MIBG Cardiac Imaging is Less Promising in Differentiating PD from Other Parkinsonism for Early-Onset Patients
Received: 22-May-2019 / Accepted Date: 24-May-2019 / Published Date: 31-May-2019 DOI: 10.4172/2161-0460.1000466
Objective: Age at onset has an impact on cardiac meta-iodobenzylguanidine (MIBG) uptake in Parkinson’s disease (PD), but not in other parkinsonism. In the present study, we hypothesized that there is an interaction between age at onset and disease group for heart-to-mediastinum (H/M) ratios.

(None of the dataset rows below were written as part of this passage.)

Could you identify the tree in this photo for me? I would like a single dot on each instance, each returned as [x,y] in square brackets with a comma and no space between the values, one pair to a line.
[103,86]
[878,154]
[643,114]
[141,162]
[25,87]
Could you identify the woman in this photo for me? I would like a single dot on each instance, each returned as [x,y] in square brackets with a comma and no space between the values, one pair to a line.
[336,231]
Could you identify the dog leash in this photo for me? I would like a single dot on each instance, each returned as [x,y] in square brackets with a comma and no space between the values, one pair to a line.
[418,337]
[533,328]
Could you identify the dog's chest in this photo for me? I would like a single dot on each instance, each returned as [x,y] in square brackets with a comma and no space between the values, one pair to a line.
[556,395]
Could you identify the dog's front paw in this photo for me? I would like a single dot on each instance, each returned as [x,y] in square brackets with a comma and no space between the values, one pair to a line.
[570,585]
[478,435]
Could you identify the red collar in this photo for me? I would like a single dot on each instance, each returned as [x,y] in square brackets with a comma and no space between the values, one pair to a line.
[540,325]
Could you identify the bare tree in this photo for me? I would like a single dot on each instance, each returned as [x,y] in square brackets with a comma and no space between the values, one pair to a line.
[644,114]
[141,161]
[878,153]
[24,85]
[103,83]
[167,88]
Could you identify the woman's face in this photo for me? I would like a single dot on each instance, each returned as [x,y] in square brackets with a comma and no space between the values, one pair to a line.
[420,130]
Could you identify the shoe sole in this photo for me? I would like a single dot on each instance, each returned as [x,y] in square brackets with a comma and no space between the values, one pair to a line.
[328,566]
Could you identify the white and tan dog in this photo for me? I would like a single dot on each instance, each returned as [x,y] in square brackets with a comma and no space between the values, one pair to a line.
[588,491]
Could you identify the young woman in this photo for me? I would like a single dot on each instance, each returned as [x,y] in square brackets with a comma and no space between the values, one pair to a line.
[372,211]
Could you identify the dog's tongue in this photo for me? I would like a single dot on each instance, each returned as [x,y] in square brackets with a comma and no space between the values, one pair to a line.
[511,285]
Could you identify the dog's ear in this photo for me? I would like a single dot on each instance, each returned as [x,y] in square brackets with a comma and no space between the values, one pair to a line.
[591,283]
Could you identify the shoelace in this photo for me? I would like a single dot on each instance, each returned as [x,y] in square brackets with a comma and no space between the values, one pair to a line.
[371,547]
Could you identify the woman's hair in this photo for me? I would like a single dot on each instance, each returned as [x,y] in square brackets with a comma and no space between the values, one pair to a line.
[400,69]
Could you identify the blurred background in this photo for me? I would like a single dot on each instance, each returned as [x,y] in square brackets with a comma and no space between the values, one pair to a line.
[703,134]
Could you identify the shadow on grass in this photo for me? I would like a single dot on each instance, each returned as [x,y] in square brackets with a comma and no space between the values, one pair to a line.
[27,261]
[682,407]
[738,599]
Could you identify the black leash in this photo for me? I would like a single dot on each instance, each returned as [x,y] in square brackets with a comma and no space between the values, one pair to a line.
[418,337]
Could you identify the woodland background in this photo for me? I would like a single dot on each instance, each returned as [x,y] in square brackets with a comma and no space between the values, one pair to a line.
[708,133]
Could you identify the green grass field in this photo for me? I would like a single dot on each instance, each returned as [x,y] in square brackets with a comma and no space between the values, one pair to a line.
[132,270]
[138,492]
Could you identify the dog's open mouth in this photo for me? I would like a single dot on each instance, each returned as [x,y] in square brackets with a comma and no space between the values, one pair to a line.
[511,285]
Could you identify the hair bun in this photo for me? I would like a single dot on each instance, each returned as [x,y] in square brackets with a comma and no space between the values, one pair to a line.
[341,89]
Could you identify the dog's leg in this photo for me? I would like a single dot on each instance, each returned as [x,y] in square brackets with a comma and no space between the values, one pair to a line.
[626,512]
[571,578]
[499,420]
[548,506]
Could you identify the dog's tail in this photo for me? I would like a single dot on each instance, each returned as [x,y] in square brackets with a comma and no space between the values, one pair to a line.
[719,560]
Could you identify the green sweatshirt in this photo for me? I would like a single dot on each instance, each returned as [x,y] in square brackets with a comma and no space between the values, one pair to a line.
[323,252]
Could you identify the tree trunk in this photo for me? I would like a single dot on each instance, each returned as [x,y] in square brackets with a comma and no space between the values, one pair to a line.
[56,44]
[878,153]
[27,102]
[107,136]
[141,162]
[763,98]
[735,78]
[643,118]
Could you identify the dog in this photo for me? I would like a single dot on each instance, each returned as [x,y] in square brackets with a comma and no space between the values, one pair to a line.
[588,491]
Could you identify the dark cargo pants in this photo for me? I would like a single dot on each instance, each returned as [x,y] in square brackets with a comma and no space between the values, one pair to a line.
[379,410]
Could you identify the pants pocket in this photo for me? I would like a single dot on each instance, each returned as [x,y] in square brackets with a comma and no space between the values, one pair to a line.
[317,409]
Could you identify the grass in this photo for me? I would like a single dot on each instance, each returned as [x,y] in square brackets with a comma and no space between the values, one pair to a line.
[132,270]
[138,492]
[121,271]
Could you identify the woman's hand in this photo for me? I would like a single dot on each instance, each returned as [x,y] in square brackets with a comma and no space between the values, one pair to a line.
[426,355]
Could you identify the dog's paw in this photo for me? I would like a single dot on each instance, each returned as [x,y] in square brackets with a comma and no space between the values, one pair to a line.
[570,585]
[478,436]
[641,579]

Methods: Ninety-two patients with parkinsonism, including 60 patients with PD and 32 patients with other neurodegenerative parkinsonism, were retrospectively reviewed. Patients were grouped into the early-onset group (age at onset ≤50 y/o) and late-onset group (age at onset >50 y/o) according to the time they first developed motor symptoms. 131I-MIBG cardiac scintigraphy was done and heart-to-mediastinum ratio was used to quantify cardiac uptake.

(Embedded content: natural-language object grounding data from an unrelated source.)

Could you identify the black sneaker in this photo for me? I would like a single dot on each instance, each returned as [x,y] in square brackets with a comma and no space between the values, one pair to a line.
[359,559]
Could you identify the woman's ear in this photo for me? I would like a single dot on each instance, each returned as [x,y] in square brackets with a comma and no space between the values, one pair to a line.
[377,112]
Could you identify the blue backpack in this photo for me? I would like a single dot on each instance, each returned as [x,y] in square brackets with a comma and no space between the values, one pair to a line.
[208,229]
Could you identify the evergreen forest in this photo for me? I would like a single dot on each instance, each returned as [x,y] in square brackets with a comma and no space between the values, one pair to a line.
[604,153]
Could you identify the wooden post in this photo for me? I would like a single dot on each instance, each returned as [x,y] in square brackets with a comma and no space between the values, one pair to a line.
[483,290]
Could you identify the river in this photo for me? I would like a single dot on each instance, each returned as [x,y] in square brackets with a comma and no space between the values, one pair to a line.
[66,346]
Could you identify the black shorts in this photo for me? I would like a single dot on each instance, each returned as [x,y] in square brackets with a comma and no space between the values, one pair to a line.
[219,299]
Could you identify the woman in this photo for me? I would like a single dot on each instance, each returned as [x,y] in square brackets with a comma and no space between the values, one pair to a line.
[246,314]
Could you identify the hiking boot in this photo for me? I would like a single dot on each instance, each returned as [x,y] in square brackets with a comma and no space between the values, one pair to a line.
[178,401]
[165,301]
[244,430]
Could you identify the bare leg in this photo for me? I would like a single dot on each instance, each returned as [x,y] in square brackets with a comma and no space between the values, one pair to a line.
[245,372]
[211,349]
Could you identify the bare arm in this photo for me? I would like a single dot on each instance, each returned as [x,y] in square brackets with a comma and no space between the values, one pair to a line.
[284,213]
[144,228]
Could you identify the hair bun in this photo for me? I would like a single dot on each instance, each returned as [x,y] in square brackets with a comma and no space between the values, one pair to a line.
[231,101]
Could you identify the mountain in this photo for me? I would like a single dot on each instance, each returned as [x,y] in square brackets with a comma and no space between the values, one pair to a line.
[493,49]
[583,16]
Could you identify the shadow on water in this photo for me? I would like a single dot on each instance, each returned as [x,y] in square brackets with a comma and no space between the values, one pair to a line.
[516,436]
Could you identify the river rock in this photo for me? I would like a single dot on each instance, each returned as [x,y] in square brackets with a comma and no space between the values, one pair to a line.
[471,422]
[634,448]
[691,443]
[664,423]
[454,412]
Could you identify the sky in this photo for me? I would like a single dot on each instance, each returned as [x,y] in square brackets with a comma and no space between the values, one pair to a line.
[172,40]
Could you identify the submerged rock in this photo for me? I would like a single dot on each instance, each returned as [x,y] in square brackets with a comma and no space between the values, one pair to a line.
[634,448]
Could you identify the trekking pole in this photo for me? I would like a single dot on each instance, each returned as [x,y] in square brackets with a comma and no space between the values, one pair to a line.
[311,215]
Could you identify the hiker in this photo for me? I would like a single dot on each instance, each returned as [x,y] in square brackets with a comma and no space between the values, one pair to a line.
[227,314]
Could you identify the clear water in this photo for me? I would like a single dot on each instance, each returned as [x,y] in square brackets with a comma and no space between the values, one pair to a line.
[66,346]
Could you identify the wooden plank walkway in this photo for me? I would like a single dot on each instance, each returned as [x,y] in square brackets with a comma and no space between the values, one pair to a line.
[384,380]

Results: There was a statistically significant interaction between disease group and age at onset for both early (P=0.008) and delayed H/M ratio (P=0.043). Subgroup analysis demonstrated that no significant difference was found between PD and other neurodegenerative parkinsonism in the early-onset group for either early (2.03 ± 0.42 vs. 2.01 ± 0.29, P=0.882) or delayed H/M ratio (2.05 ± 0.56 vs. 2.22 ± 0.52, P=0.468). In patients with PD, there was significant difference in H/M ratio for both early (P=0.004) and delayed scan (P=0.002) between early-onset and lateonset patients. In patients with other neurodegenerative parkinsonism, no significant difference was found in H/M ratio for either early (P=0.314) or delayed scan (P=0.902) between early-onset and late-onset patients. Using ROC analysis, H/M ratio can be used to differentiate PD from other neurodegenerative parkinsonism (AUC=0.749 and 0.784 for early and delayed scan, respectively). By deselecting early-onset patients, the discrimination power can be further improved (AUC=0.812 and 0.824 for early and delayed scan, respectively) in late-onset patients.
Conclusion: There is an interaction between age at onset and disease group for H/M ratios. 131I-MIBG cardiac sympathetic imaging is less promising in differentiating PD from other parkinsonism for early-onset patients.
Keywords: 131I-MIBG, cardiac sympathetic scintigraphy; Parkinson’s disease; parkinsonism; age at onset; early onset parkinsonism; progressive supranuclear palsy; multiple system atrophy; interaction effect.
Progressive Supranuclear Palsy (PSP) and Multiple System Atrophy (MSA) are often misdiagnosed as Parkinson’s disease (PD). The differentiation between them remains challenging despise with consensus diagnostic criteria. Radioactive iodine labeled MIBG cardiac sympathetic imaging has been demonstrated to be promising in differentiating PD from other neurodegenerative parkinsonism . Most patients with PD have reduced cardiac MIBG uptake [2-4], while patients with MSA [5,6] or PSP  would have preserved results. Orimo et al. reported a pooled sensitivity of 89.7% and a specificity of 82.6% using delayed H/M ratio for differentiating PD from other neurodegenerative parkinsonism . The H/M ratio, however, is not solely determined by disease group. Previous studies have suggested that many other clinical parameters might have an impact on cardiac MIBG uptake, including age at onset , disease duration , disease severity , and clinical phenotype . Hamada et al. demonstrated a significant reverse correlation between H/M ratio and age at onset . Earlier onset PD patients had a higher H/M ratio than those with later onset age. By contrast, there’s no publication indicating such difference in patients with MSA or PSP. These results indicate that the effect of age at onset on H/M ratio may be different between PD and other neurodegenerative parkinsonism. The diagnostic efficiency of H/M ratio in distinguishing PD from other neurodegenerative parkinsonism might be compromised in patients with early-onset group.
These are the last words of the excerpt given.